Just start debug and type

D CA00:0000

or

D CC00:0000

or

D CE00:0000

depending on what address you set the card for. You should see something besides emptiness. (not rows of FF FF FF FF FF FF FF....) You may or may not see some text, such as a copyright notice.

OK, I ran debug against those addresses and got nothing but zeros for all three.

Regards,
Mike
 
I thought that might be the issue, which is why I tried the same card and disk drive on a different bare bones XT. The Mini-Micro FDC PII-151B manual has 4 sets of jumper pins, and they suggest 3 addresses which are CA00H-CBFFFH, CC000H-CDFFFH, and CE000H-CFFFFH. The card works in all three addresses in low density mode, just not in high density.
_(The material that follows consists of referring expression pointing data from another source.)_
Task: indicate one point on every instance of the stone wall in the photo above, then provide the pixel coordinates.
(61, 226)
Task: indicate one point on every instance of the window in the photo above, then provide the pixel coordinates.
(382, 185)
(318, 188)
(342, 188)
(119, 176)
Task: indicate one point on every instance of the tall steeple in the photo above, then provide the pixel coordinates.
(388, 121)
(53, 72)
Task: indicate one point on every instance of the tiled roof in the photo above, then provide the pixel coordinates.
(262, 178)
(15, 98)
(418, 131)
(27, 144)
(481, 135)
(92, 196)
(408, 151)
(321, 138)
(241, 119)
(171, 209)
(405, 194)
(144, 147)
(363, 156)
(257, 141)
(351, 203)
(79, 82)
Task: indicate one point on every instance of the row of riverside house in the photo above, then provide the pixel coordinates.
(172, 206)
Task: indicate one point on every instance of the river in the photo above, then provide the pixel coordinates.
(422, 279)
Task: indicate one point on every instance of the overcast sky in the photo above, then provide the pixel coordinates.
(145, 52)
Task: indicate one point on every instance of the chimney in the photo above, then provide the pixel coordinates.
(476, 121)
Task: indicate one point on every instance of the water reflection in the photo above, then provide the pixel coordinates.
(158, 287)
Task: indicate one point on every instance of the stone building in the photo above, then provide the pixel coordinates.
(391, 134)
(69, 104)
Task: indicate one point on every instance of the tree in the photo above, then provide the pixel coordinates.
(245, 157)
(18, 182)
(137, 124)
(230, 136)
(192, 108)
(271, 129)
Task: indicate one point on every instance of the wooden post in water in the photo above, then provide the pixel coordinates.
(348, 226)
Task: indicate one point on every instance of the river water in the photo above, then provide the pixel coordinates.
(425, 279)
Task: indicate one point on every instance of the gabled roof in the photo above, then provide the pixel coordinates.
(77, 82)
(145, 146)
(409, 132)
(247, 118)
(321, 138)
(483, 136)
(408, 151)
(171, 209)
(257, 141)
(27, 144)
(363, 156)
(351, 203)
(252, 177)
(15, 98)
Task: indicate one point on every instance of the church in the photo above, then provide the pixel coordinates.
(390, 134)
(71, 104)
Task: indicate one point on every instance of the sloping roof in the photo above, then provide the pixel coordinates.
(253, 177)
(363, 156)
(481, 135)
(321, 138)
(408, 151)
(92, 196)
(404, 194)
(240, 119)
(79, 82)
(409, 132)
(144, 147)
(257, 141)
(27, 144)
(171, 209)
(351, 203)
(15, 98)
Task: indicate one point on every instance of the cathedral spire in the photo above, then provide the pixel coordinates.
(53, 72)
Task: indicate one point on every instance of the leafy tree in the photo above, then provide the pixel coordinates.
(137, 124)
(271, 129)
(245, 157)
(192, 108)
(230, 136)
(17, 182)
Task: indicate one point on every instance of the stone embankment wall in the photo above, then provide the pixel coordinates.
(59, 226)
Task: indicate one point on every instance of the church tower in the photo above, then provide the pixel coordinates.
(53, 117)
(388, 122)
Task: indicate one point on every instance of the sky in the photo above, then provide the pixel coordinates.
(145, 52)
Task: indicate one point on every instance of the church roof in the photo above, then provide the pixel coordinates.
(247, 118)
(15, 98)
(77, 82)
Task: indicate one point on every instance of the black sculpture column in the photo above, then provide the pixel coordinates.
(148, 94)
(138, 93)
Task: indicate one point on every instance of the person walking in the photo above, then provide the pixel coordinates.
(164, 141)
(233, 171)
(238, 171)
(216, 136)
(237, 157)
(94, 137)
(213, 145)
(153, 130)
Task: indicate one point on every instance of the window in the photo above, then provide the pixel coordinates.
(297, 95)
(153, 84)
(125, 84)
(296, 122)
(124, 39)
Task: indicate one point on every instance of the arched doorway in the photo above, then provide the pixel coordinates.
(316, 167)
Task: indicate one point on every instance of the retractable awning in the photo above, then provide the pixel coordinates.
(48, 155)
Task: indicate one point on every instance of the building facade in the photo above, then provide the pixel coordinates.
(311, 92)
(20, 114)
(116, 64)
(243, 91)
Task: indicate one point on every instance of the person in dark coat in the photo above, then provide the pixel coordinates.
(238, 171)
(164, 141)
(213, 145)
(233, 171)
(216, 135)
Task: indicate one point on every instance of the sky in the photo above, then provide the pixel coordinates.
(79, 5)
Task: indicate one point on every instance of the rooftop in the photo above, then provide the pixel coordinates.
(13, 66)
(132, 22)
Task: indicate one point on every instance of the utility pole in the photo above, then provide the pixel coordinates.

I tried again a few min ago on the main XT, and when rebooting hit F8 to prevent config.sys from overtly loading things in to high memory as well, such as the frame for the Aboveboard, but then again, the AboveBoard nor any other cards except for the video adapter was installed (except that in both systems I do have an XT-IDE adapter as my hard drive - I could remove that one as well but haven't tried yet).

Mike
 
Maybe the ROM of the chip is empty, i think an eprom reader would give you more information if everthing is really zero or not.. Otherwise your rom is empty. So you need a new rom information.